Ça fait aujourd’hui un an que ça dure. Je suis obligée de reconnaître que cette « mauvaise habitude » est quelque chose dont je n’arriverai pas à me débarrasser facilement. Elle est désormais comme ancrée en moi. De plus, elle fait aujourd’hui activement partie de ma vie. Pour tuer le temps, et comme d’autres jouent aux jeux vidéo, je couche avec des quadragénaires inconnus. C’est en devenant une sugar baby patentée que je suis devenue ce que l’on appelle communément une accro au sexe.
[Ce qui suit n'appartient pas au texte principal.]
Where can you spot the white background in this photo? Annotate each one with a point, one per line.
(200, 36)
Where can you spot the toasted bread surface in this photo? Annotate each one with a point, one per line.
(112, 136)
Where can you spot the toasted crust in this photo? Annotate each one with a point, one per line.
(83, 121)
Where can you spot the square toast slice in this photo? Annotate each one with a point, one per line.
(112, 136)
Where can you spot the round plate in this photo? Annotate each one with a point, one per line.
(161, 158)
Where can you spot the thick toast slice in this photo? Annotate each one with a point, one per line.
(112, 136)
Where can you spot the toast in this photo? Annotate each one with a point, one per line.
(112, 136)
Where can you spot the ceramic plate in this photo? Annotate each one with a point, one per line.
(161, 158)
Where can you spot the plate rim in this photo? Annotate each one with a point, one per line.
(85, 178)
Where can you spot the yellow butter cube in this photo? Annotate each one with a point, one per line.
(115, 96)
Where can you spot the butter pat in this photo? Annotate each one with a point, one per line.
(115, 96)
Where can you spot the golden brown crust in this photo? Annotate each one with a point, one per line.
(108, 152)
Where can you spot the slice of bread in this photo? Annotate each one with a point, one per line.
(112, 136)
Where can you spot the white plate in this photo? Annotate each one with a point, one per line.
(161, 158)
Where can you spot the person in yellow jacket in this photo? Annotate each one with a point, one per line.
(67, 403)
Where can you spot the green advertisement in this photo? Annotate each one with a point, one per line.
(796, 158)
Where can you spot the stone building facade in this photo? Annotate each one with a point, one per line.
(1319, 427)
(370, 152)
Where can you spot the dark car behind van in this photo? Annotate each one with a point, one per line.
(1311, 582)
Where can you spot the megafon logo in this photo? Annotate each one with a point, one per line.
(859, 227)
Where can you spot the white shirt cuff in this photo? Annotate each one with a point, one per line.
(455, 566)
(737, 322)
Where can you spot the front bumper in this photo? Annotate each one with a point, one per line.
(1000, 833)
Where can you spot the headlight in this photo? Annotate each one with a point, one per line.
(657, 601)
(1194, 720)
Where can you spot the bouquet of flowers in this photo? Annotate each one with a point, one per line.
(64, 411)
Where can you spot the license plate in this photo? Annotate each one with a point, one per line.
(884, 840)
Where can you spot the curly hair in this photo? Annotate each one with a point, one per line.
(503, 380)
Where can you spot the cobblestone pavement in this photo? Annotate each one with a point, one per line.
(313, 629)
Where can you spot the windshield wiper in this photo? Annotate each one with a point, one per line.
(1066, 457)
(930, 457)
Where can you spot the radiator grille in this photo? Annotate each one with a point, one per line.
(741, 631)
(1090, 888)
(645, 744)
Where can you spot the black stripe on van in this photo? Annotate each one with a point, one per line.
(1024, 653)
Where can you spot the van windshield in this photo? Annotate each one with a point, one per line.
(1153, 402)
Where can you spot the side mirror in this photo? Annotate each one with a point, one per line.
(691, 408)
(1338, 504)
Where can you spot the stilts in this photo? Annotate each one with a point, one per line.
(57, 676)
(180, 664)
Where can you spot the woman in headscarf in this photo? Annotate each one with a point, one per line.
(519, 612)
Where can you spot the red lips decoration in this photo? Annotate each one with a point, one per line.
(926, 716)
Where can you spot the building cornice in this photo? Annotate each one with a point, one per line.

Comme toutes les filles, j’aimerais tomber amoureuse, fonder une famille, etc. La question qui demeure sans réponse, c’est bien « quand » est-ce que cela arrivera. La vie estudiantine en France est généralement instable, et la mienne encore plus. Cependant, une fois ma situation stabilisée et cette addiction – espérons-le – atténuée, je trouverai un homme et comme tout le monde on achètera une maison, on aura des enfants, on achètera un chien – puis on divorcera.
À ce jour pourtant, je ne vois pas de possibilité de sortir de ma routine. Je ne m’en lasse pas. Mais je me connais ; je suis surtout certaine de me lasser très vite de la situation inverse.